Quoting Trent W. Buck (trentbuck@gmail.com):
This *may* be beyond Rohan's current skill level.
To be sure. It was beyond mine when I did it, too. (I was not an IT guy at the time.) Fortunately, nobody told me I lacked the necessary skills, so I just worked through configuration (on a real static IP), and it worked.
* what do you mean I should have a second, offsite, MX?

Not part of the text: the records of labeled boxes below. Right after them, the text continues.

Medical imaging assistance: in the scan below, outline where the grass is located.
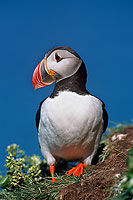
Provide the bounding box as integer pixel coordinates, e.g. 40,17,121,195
0,126,133,200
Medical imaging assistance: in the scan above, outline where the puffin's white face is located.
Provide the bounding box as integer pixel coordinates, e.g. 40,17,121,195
47,50,82,82
32,48,82,89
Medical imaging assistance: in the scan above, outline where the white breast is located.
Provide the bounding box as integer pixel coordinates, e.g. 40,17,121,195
39,91,103,161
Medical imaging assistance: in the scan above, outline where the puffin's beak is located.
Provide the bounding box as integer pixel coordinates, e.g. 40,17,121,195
32,58,55,90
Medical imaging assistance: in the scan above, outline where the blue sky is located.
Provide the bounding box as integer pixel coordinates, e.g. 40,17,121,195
0,0,133,171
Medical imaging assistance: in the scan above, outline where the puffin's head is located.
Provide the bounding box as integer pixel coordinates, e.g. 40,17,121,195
32,46,82,89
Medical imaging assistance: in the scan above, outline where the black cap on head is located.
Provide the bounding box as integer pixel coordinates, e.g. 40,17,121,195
46,46,80,58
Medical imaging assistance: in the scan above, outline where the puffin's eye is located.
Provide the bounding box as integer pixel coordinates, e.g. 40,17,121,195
55,53,62,62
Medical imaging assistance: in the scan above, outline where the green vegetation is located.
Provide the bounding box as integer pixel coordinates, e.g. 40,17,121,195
110,148,133,200
0,127,133,200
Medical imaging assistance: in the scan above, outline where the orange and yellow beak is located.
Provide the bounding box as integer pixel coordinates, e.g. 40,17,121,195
32,58,55,89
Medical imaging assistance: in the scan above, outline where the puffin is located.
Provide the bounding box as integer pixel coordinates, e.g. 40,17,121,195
32,46,108,181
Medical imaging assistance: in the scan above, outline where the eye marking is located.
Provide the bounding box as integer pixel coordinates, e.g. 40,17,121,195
55,53,63,62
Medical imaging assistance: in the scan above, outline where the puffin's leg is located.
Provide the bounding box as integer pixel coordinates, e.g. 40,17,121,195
66,163,88,176
49,165,56,181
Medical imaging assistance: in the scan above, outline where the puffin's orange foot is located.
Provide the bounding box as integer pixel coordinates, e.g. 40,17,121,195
66,163,88,176
49,165,56,182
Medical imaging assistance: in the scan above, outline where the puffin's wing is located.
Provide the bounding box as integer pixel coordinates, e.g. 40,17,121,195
103,103,108,133
35,98,47,131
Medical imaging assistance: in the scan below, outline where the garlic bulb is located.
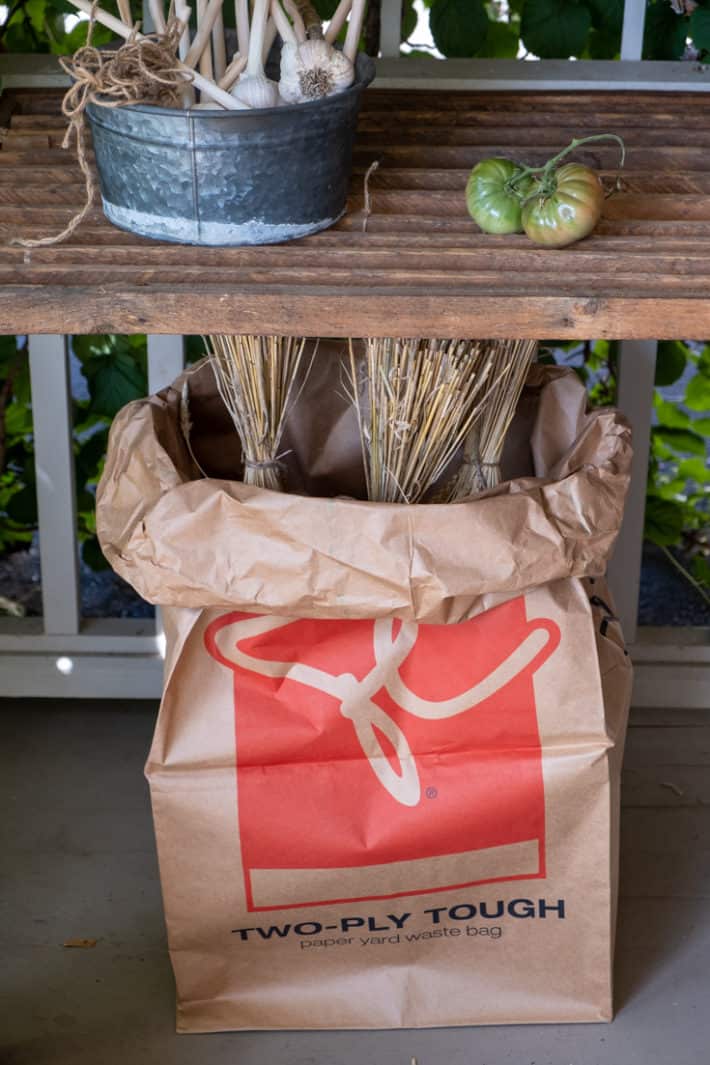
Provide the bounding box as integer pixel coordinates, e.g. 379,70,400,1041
231,0,281,109
231,70,281,109
279,39,354,103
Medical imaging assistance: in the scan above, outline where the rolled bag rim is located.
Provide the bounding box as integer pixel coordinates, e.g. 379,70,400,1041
97,367,631,624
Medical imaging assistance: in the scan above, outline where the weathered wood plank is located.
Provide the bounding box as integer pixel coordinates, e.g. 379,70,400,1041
0,284,710,340
0,91,710,338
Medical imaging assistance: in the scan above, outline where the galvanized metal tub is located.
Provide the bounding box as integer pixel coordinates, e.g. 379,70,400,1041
87,55,375,245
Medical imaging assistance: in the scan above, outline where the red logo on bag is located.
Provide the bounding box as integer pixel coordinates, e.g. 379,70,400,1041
205,597,560,911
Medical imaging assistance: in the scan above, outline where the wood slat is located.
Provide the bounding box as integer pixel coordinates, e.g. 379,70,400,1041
0,91,710,336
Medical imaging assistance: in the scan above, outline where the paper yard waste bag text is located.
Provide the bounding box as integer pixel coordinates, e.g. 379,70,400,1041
99,358,630,1032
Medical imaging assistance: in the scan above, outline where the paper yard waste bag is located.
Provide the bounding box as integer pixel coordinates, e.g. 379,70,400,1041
98,353,631,1032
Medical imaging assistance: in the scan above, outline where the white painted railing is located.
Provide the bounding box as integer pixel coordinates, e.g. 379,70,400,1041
0,335,710,707
0,0,710,708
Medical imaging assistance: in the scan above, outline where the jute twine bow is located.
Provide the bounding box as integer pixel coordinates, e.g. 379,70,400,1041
11,10,187,248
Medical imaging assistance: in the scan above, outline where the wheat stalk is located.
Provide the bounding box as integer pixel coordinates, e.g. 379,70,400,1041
349,338,502,503
202,334,308,492
450,340,538,499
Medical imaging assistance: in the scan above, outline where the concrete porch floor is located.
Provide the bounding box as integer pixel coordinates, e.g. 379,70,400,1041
0,700,710,1065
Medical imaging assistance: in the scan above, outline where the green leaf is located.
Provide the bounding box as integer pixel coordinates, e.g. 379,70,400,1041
75,428,109,488
644,495,686,547
6,485,37,528
521,0,592,60
643,0,689,60
651,427,706,458
24,0,47,33
689,7,710,52
655,340,688,389
484,21,521,60
654,392,691,429
588,0,624,37
401,0,419,40
81,536,111,573
678,458,710,485
649,479,697,499
683,374,710,414
429,0,489,59
5,403,32,443
693,417,710,437
580,27,622,60
82,351,148,417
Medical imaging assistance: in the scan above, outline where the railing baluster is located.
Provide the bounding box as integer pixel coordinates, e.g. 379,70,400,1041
29,333,80,636
148,333,185,395
609,340,658,643
380,0,402,59
622,0,646,60
148,333,185,657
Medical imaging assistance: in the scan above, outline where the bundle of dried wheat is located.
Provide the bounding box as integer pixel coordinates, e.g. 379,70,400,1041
202,335,306,492
451,340,538,499
350,338,500,503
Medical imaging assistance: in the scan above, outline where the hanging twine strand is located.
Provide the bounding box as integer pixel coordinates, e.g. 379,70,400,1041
11,13,187,248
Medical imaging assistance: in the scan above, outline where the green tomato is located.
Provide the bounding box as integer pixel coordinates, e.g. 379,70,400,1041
466,159,532,233
523,163,604,248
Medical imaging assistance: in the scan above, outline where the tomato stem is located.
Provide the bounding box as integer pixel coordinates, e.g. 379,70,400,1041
510,133,626,189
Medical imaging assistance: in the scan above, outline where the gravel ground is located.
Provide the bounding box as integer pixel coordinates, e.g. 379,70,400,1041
0,541,155,618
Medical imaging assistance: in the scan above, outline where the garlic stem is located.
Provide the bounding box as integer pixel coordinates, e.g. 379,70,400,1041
148,0,167,33
326,0,352,45
217,52,247,93
116,0,133,26
234,0,249,56
245,0,269,78
343,0,367,63
175,0,195,108
212,7,227,78
271,0,297,45
69,0,248,111
283,0,308,45
185,0,222,73
294,0,323,40
194,0,213,78
262,16,277,63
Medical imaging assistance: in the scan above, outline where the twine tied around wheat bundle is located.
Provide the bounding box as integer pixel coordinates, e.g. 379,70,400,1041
12,13,187,248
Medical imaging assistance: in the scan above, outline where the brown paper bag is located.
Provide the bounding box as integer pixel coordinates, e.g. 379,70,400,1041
98,355,631,1032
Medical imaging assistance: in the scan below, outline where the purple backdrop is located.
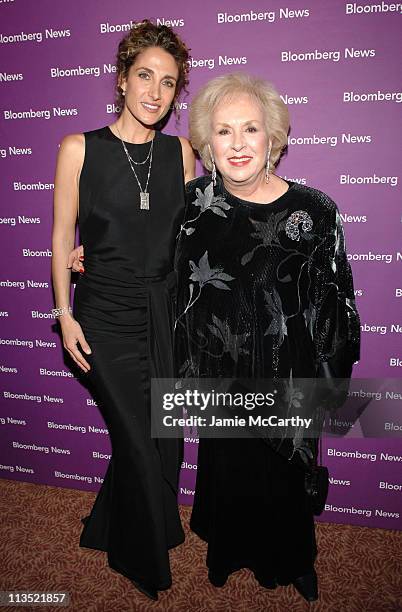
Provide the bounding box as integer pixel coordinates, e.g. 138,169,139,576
0,0,402,529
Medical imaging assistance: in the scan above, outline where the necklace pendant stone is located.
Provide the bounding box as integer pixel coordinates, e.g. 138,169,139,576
140,191,149,210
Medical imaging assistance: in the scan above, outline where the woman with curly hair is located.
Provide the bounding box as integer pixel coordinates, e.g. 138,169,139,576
52,20,195,599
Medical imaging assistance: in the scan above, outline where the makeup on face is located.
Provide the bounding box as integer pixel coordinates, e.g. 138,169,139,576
211,94,269,182
121,47,179,124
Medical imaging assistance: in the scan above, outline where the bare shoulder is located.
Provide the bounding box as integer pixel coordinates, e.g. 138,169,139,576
60,134,85,157
58,134,85,169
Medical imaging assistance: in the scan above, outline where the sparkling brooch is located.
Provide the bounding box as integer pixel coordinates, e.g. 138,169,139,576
285,210,313,240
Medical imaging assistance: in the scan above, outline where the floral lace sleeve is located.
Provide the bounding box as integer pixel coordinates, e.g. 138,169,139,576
309,202,360,378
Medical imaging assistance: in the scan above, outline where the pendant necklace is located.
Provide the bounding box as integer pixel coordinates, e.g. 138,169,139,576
116,125,154,210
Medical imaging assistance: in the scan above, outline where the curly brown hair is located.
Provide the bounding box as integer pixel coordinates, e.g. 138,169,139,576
116,19,190,109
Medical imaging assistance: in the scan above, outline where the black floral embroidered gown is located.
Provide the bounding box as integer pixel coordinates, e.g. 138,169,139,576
175,177,360,588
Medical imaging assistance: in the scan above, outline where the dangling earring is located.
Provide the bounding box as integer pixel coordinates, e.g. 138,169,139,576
208,145,216,187
265,142,272,183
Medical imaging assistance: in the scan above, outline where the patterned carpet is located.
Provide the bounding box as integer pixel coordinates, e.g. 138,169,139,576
0,480,402,612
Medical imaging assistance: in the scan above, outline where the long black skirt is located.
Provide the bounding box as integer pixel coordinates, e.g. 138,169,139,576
74,272,184,590
190,438,317,588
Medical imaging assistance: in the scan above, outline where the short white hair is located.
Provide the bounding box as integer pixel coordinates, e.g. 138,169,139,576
189,72,289,171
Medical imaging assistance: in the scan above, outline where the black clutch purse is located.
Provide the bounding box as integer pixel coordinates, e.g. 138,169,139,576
304,439,329,516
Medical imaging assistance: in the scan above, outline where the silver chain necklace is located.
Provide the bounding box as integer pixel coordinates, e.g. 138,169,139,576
116,125,154,210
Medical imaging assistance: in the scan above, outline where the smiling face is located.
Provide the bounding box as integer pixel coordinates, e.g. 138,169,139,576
120,47,179,125
210,94,269,185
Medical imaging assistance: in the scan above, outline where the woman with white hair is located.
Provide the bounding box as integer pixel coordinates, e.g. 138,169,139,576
70,74,360,601
175,74,360,601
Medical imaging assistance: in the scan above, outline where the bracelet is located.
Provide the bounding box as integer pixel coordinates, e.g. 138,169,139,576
51,306,73,317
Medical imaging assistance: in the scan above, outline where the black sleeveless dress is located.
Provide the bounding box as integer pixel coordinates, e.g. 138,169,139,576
73,127,185,590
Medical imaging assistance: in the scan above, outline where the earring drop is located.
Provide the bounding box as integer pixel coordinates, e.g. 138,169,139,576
208,145,216,187
265,144,272,183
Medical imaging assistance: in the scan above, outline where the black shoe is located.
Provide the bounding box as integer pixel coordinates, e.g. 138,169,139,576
208,570,228,587
292,570,318,601
131,579,158,601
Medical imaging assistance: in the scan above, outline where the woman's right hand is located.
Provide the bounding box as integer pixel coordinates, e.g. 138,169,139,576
67,244,85,274
59,313,92,373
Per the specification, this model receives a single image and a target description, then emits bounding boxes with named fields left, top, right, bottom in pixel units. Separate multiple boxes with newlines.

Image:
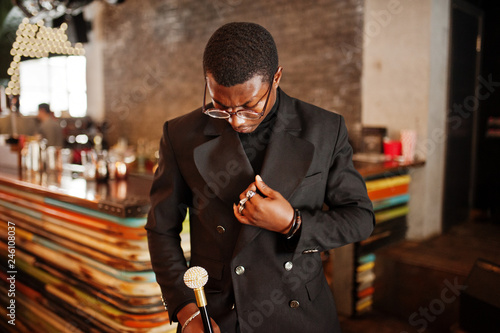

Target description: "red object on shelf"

left=384, top=141, right=401, bottom=158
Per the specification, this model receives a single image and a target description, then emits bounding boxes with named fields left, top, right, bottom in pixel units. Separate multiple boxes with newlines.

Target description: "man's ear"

left=273, top=66, right=283, bottom=88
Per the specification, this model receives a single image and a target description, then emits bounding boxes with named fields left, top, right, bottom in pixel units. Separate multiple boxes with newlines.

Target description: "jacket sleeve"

left=295, top=117, right=375, bottom=253
left=146, top=123, right=195, bottom=321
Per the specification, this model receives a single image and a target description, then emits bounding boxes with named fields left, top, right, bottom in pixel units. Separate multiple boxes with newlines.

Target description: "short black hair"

left=203, top=22, right=278, bottom=87
left=38, top=103, right=51, bottom=114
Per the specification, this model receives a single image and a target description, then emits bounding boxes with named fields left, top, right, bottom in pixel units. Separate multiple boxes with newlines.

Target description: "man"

left=146, top=23, right=374, bottom=333
left=37, top=103, right=64, bottom=147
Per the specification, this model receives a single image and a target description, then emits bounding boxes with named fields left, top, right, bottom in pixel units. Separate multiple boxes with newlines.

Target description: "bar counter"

left=0, top=158, right=423, bottom=332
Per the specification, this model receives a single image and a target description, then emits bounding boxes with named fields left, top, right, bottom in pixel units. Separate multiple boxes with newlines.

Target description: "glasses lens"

left=205, top=109, right=229, bottom=119
left=236, top=110, right=261, bottom=119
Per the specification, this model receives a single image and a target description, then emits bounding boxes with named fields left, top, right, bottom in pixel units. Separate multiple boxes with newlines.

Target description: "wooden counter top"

left=354, top=161, right=425, bottom=179
left=0, top=161, right=424, bottom=217
left=0, top=169, right=153, bottom=217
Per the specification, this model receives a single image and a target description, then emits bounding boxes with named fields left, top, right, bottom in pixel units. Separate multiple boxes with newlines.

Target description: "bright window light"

left=19, top=56, right=87, bottom=117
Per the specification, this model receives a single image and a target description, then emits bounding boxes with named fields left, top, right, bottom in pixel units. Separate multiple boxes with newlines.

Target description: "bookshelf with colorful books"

left=332, top=164, right=419, bottom=316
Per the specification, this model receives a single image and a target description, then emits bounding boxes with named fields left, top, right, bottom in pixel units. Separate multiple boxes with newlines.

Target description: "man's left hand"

left=233, top=175, right=294, bottom=234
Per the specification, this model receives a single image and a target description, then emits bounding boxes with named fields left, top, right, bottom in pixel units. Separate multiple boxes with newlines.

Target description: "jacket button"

left=234, top=266, right=245, bottom=275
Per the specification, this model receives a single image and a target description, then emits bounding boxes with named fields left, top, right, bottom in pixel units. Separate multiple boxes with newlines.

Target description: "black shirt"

left=238, top=93, right=279, bottom=175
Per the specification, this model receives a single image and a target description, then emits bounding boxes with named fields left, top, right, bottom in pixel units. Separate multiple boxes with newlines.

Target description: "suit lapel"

left=194, top=119, right=254, bottom=207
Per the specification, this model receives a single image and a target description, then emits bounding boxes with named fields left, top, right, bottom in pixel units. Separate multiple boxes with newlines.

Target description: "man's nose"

left=226, top=114, right=245, bottom=127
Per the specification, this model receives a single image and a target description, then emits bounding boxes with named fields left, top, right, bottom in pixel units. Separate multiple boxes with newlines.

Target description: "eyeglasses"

left=201, top=77, right=274, bottom=119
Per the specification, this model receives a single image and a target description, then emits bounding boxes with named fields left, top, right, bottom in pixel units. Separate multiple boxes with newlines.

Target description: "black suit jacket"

left=146, top=90, right=374, bottom=333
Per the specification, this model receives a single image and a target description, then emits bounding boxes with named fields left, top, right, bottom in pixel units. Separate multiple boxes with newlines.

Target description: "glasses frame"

left=201, top=75, right=274, bottom=120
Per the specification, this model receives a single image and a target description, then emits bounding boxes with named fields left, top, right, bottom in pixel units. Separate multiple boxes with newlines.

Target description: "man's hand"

left=233, top=175, right=294, bottom=234
left=177, top=303, right=220, bottom=333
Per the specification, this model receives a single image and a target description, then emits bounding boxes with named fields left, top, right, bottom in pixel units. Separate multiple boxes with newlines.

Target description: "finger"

left=255, top=175, right=274, bottom=197
left=233, top=204, right=250, bottom=224
left=240, top=182, right=257, bottom=199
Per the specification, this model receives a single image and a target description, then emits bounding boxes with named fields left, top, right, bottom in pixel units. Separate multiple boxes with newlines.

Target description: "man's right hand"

left=177, top=303, right=220, bottom=333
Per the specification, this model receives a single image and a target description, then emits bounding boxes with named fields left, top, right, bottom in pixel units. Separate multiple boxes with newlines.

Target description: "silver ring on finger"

left=240, top=197, right=248, bottom=206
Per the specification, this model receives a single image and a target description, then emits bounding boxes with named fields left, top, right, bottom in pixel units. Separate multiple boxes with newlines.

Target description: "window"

left=19, top=56, right=87, bottom=117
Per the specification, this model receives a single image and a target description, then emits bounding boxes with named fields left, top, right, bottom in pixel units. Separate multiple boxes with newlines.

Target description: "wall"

left=92, top=0, right=363, bottom=144
left=362, top=0, right=450, bottom=239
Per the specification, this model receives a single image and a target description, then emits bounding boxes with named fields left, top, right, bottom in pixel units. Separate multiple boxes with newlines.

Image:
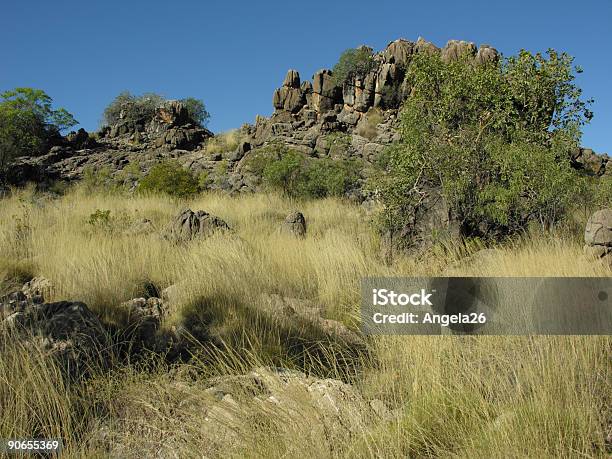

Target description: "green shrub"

left=332, top=46, right=376, bottom=86
left=137, top=161, right=198, bottom=197
left=263, top=150, right=359, bottom=198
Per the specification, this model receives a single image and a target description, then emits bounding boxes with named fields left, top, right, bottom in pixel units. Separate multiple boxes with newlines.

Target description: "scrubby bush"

left=263, top=149, right=359, bottom=198
left=137, top=161, right=198, bottom=197
left=0, top=88, right=78, bottom=172
left=332, top=46, right=375, bottom=86
left=103, top=91, right=210, bottom=126
left=374, top=50, right=592, bottom=236
left=205, top=129, right=242, bottom=155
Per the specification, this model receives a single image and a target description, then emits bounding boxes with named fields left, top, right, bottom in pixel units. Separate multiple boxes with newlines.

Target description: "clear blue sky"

left=0, top=0, right=612, bottom=153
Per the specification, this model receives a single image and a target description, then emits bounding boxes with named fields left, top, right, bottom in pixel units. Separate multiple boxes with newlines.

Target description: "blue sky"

left=0, top=0, right=612, bottom=153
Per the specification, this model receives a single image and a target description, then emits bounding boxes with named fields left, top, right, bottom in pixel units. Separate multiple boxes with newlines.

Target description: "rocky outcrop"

left=273, top=38, right=499, bottom=119
left=584, top=209, right=612, bottom=266
left=281, top=211, right=306, bottom=238
left=120, top=297, right=168, bottom=351
left=0, top=292, right=107, bottom=377
left=570, top=148, right=612, bottom=177
left=7, top=34, right=612, bottom=205
left=90, top=367, right=392, bottom=458
left=165, top=209, right=230, bottom=242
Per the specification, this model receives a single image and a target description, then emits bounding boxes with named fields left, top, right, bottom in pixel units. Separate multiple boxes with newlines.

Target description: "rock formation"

left=7, top=38, right=612, bottom=200
left=165, top=209, right=230, bottom=242
left=584, top=209, right=612, bottom=266
left=281, top=211, right=306, bottom=237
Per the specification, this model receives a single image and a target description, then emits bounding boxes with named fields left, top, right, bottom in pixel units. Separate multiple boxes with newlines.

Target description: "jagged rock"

left=584, top=208, right=612, bottom=266
left=283, top=70, right=300, bottom=89
left=93, top=366, right=390, bottom=457
left=584, top=208, right=612, bottom=247
left=475, top=44, right=499, bottom=64
left=125, top=218, right=155, bottom=236
left=0, top=296, right=107, bottom=376
left=312, top=69, right=341, bottom=113
left=21, top=277, right=54, bottom=303
left=165, top=209, right=230, bottom=242
left=120, top=297, right=167, bottom=349
left=66, top=128, right=97, bottom=150
left=570, top=148, right=612, bottom=176
left=384, top=38, right=415, bottom=67
left=440, top=40, right=477, bottom=62
left=414, top=37, right=440, bottom=54
left=281, top=211, right=306, bottom=237
left=258, top=293, right=366, bottom=351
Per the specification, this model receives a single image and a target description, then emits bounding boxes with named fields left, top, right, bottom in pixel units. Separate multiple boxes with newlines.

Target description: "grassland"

left=0, top=188, right=612, bottom=458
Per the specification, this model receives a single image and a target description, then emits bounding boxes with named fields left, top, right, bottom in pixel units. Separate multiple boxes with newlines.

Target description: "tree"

left=374, top=50, right=592, bottom=244
left=332, top=46, right=375, bottom=86
left=137, top=161, right=198, bottom=198
left=104, top=91, right=210, bottom=127
left=0, top=88, right=78, bottom=175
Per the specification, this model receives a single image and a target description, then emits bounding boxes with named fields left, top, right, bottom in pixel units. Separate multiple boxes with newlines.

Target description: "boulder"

left=475, top=44, right=499, bottom=64
left=584, top=208, right=612, bottom=266
left=281, top=211, right=306, bottom=238
left=312, top=69, right=342, bottom=113
left=120, top=297, right=167, bottom=350
left=165, top=209, right=230, bottom=242
left=384, top=38, right=415, bottom=67
left=21, top=276, right=54, bottom=303
left=440, top=40, right=476, bottom=62
left=90, top=365, right=392, bottom=457
left=283, top=70, right=300, bottom=89
left=0, top=296, right=108, bottom=377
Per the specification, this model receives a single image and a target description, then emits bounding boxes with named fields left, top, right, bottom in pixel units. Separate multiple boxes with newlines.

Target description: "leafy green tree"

left=0, top=88, right=78, bottom=175
left=137, top=161, right=198, bottom=198
left=263, top=149, right=359, bottom=198
left=373, top=50, right=592, bottom=244
left=103, top=91, right=210, bottom=127
left=332, top=46, right=375, bottom=86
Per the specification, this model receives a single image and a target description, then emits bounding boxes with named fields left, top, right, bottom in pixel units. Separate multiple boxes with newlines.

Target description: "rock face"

I very much do not agree, FWIW. Additional MXes are now an actively bad idea, because of collateral damage from the spam problem. Back in the early 2000s, I noticed that spammers preferentially delivered mail to high-numbered MXes even when the low-numbered ones are fully reachable. This isn't ineptitude but rather strategy. It's very common for backup MXes to have looser antispam regimes, so from the spammer's tactical perspective the initial delivery is more likely to be successful. Then, when follows of course is your backup MX attempting to redeliver to your primary MX, and your primary MX either refusing delivery or punishing the delivering MTA, e.g., with teergrubing and similar. So, the spammer has conjured up a scenario where your MXes are DoSing each other over spam redelivery. The best-case (or, I would say, least-bad-case) version of that scenario is where you apply identical antispam policies to both backup and primary MX (i.e., you abandon the old model where friends do backup MX for each other and run both hosts): In that case, your backup MX is still going to be accepting a certain amount of spam, and facing the no-win dilemma about what to do with it: Try to redeliver to the primary MX (aka your MTAs DoSing each other), issue a failure Delivery Status Notification (aka generating backscatter spam), or discarding/spamboxing it. IMO, it's smarter to dispense with the idea of backup MXes and just know that you have about four days to SMTP restore service somewhere in the world before failure DSNs start. (Fortunately, that's not really difficult).